ECLI:NL:CBB:2021:418
College van Beroep voor het bedrijfsleven
- Eerste aanleg - enkelvoudig
- Rechtspraak.nl
Beroep tegen afwijzing fosfaatrechten voor jongvee opfokbedrijf
In deze zaak heeft het College van Beroep voor het bedrijfsleven op 20 april 2021 uitspraak gedaan in het beroep van een appellant tegen de afwijzing van zijn aanvraag voor fosfaatrechten. De appellant, die een jongvee opfokbedrijf exploiteert, had in 2018 een melding bijzondere omstandigheden gedaan, maar zijn verzoek werd afgewezen. De minister van Landbouw, Natuur en Voedselkwaliteit had bij besluiten in 2018 en 2019 vastgesteld dat de appellant niet voldeed aan de voorwaarden van artikel 72 van het Uitvoeringsbesluit Meststoffenwet (Msw) voor het verkrijgen van fosfaatrechten. Het College oordeelde dat de appellant niet kon worden aangemerkt als een nieuw gestart bedrijf, omdat hij niet aan alle vereisten voldeed. De appellant voerde aan dat het fosfaatrechtenstelsel een ongerechtvaardigd onderscheid maakte tussen melk producerende bedrijven en jongvee opfokbedrijven, maar het College verwierp dit argument.
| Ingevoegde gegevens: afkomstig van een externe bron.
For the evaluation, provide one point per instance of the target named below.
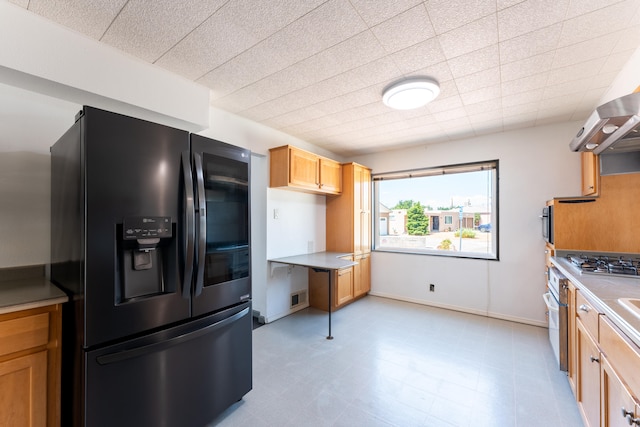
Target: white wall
(535, 165)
Het College concludeerde dat de appellant niet aannemelijk had gemaakt dat het fosfaatrechtenstelsel een individuele en buitensporige last op hem legde. De uitspraak benadrukte dat de wetgever bewust had gekozen voor een beperkte knelgevallenregeling en dat de appellant niet in aanmerking kwam voor een verhoging van zijn fosfaatrecht. De uitspraak werd gedaan in het openbaar en de beslissing was onherroepelijk.